The blacklists are all FUBAR.. We stopped using them as they are now all so poisened by dreck induced from stupid users as well as spammers hoping to poisen the well.

SpamAssassin works very well if you tune it for your uses.. --Mike--

#Comment made: 2002-10-27 04:54:11+00 by: TC

These guys seems to kinda have their act together. I took an IP address I didn't mind fubaring and setup up a server with promicuous relay enabled. I reported it and got it banned within 10 minutes and fixed it and reported it and got it unbanned within 30 minutes although it took 3 hours for the zone files to renew.

speaking of spam

#Comment made: 2002-10-28 22:41:57+00 by: Dan Lyke

Just got this:

Hello,

This email is in reply to a message you've sent to openrelay@abuse.earthlink.net or a similar address on the week of October 21st, ending on the 25th.

During the week indicated, the Earthlink mail servers erroneously refused mail connections from many hosts across the Internet. This problem happened due to a bug in the the way our mail server software loads configuration data used to block spam destined to our members.

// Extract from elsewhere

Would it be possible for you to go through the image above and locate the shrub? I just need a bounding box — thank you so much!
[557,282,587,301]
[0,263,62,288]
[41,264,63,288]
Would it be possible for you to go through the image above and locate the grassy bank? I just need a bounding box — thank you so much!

The error message you received: 550 Dialups/open relays blocked. Contact <openrelay@abuse.earthlink.net>

... is normally intended for mail hosts that Earthlink has blocked in order to protect our subscribers from unwanted commercial email. However during this week, the error was passed to many mail servers which were not intentionally blocked by Earthlink. If you received this error during this time frame, it's likely that you or your email providor are not being blocked, and have been able to successfully route mail to the Earthlink network as of the evening hours of 10/25. If you find yourself still running into this error at the time you receive this message, then your host has been blocked and you are asked to please reply to this mail or contact openrelay@abuse.earthlink.net for assitance in being unblocked.

We sincerely apologize for the inconvenience this problem created. We strive for uninterrupted service for all of our customers (and those trying to communicate with them), and we realize the disturbance that such an outage creates impacts people in important ways. This is why we've already implemented, and placed into production new means to prevent these errors from happening again. Additionally, we have launched an internal invesitgation, triggered by this event, in ways to ensure better responsiveness to matters such as this. We are dedicated to improving our reliability, and we thank you for your patience. We do not expect any issues of this nature to affect our network ever again.

Thank you for contacting Earthlink.

Regards,
Larry Fine
Earthlink Abuse Department
http://earthlink.net/about/policies

#Comment made: 2002-10-29 16:54:14+00 by: td

Larry Fine, Earthlink Abuse Department? I know him -- he reports to Moe Howard, the head abuser.